Lawyers are going now for 10 years contemplating The End of Lawyers? and how legal services organizations might be configured in the future. New taxonomies have emerged: Big Law, Mid Law, Alternative Services Providers, legal process managers, and more.
The thinking of economist Robert Coase has been rediscovered. Coase wrote The Nature of the Firm. Firms are needed, he said, only where performing functions within an enterprise costs less than outsourcing.
And so lawyers have taken Coase for guidance in how to build law firms. They ask themselves what advantages are won by taking functions in-house (specialty practices, IT, etc.) and what functions should be outsourced. “Full service law firms” are a challenged model. Is it better to be a one-stop organization, possibly with multiple offices; or a niche-oriented, highly networked shop?

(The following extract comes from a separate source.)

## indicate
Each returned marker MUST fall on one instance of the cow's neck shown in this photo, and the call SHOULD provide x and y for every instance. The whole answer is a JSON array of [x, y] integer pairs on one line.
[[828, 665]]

But, wait. Are law firms asking the right question?
The driving question is not so much how law firms should be configured. It is how will clients configure themselves? Can businesses obtain legal services better in-house or outside? If they go outside, are they better served by law firms or alternatives?
For law firms, the truly strategic question is not whether they need an ERISA capability, or a healthcare practice. It is what services will clients do for themselves? And, when clients choose to go outside, what can a law firm do better and cheaper than alternative providers? These are questions that are answered quite differently, depending on the size, location and practice competencies of different law firms.
The concept that legal services are best delivered from a stand-alone professional services partnership – in order to assure independence, competence and objectivity – has modest appeal for clients who have concluded that they can obtain the same services more efficiently elsewhere.
What can traditional law firms do best by these measures?
It’s about the client’s economics, not the law firm’s.